The winner of the May 8 primary would face Brown in the November general election.

Renacci and Gibbons are both characteri­zing themselves as outsider businessme­n who can bring change to Washington. Asked how a man with seven years in Congress running for a sixyear term in the U.S. Senate is an “outsider,” Renacci said, “I don’t like Washington. I don’t like career politician­s.”

“I went to Washington for the same reason Mike Gibbons wants to go to Washington. The only difference is he’s seven years behind me,” Renacci said. “The good thing now is I’ve been in the belly of the beast and can see how difficult it is to make a difference.”

Gibbons’ campaign spokesman Chris Schrimpf called Renacci “a profession­al politician and Washington insider who is so desperate to climb the political ladder that he doesn’t even care what office he is running for.”

“If it looks like his political career might end, he just switches races. Mike on the other hand is a real outsider who has never run for office; making him the best candidate to defeat another career politician — Sherrod Brown,” Schrimpf said.

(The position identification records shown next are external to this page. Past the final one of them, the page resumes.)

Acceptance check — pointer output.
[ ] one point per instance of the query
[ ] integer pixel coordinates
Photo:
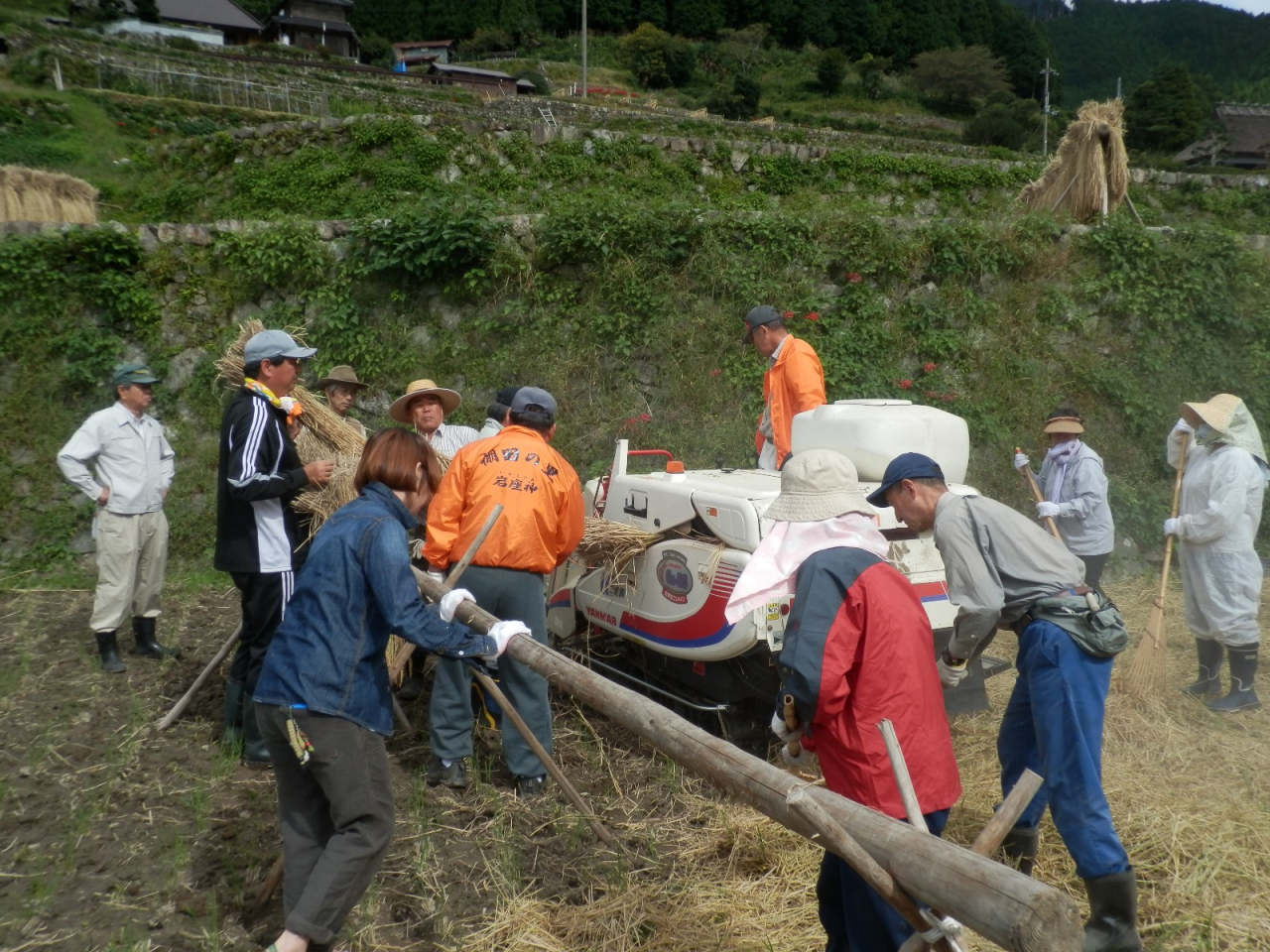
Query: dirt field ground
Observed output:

Renacci said he intends to focus on the nation’s growing deficit, reforming immigratio­n and repairing infrastruc­ture. He voted for the $1.5 trillion Republican tax cut and says Congress now needs to cut spending as revenues decline.

“So I am a big believer that we are going to have to look at all spending, we’re going to have to look at Medicaid, Medicare and Social Security,” Renacci said. “I think the Social Security program was put in place to help those at the age of 65 supplement their retirement not be their retirement, but supplement their retirement. I think we need to look at that. I think we need to build programs that allow people to grow for their own retirement.”

Renacci and Gibbons are both characteri­zing themselves as outsider businessme­n who can bring change to Washington.